From 1959 to 1971 Winkles was the ASU Sun Devil baseball program's first varsity head coach. His overall record while head coach at ASU was 524–173, a winning percentage of .751, and he led ASU to its first three national titles (1965, 1967 and 1969). He also coached several notable players while he was at the helm of the Sun Devils, including Rick Monday, Sal Bando, Reggie Jackson, Sterling Slaughter and Larry Gura. Winkles was named the 1965 and 1969 NCAA Coach of the Year and The Sporting News Coach of the Year in 1965, 1967 and 1969. Winkles was inducted into the ABCA Collegiate Baseball Hall of Fame in 1997. His No. 1 jersey was honored at Packard Stadium and the field was named in his honor.
On June 26, Winkles returned to the Athletics to manage Oakland for parts of the 1977 and 1978 seasons, as he replaced (in 1977) and then was succeeded by (in 1978) the same manager: Jack McKeon. The A's were then a struggling outfit in the final throes of the Charlie Finley era. But Winkles' 1978 team roared to a 19–5 start by May 5, and was still 24–15 after sweeping a doubleheader against the White Sox on May 21 when Winkles resigned two days later on May 23 despite the club being in first place in the American League West.[3] The primary reason behind his resignation was Finley's micro-management style.[4] By extension, he had also grown tired of Finley's hand-picked vice president Stanley Burrell.[5] His final managerial record: 170 wins, 213 defeats (.444).

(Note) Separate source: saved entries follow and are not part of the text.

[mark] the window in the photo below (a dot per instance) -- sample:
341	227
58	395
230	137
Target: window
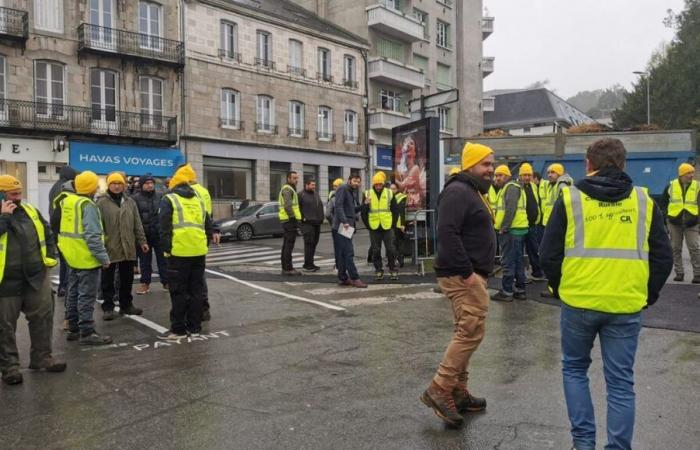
150	19
229	40
350	127
49	88
266	114
324	65
151	101
296	57
103	94
325	123
296	119
48	15
230	108
443	37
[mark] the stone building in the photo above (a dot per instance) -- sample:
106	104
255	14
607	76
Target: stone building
270	87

A coaching stint with the White Sox immediately followed Winkles' 1978 resignation as the A's manager, and he was a member of the White Sox staff through 1981. Then, from 1982 to 1985, Winkles led the Chisox' player development department. He joined the Montreal Expos as a coach from 1986 through 1988, and then moved into the broadcast booth as an analyst on the Expos' radio network from 1989 through 1993. In 2006, he was inducted into the College Baseball Hall of Fame.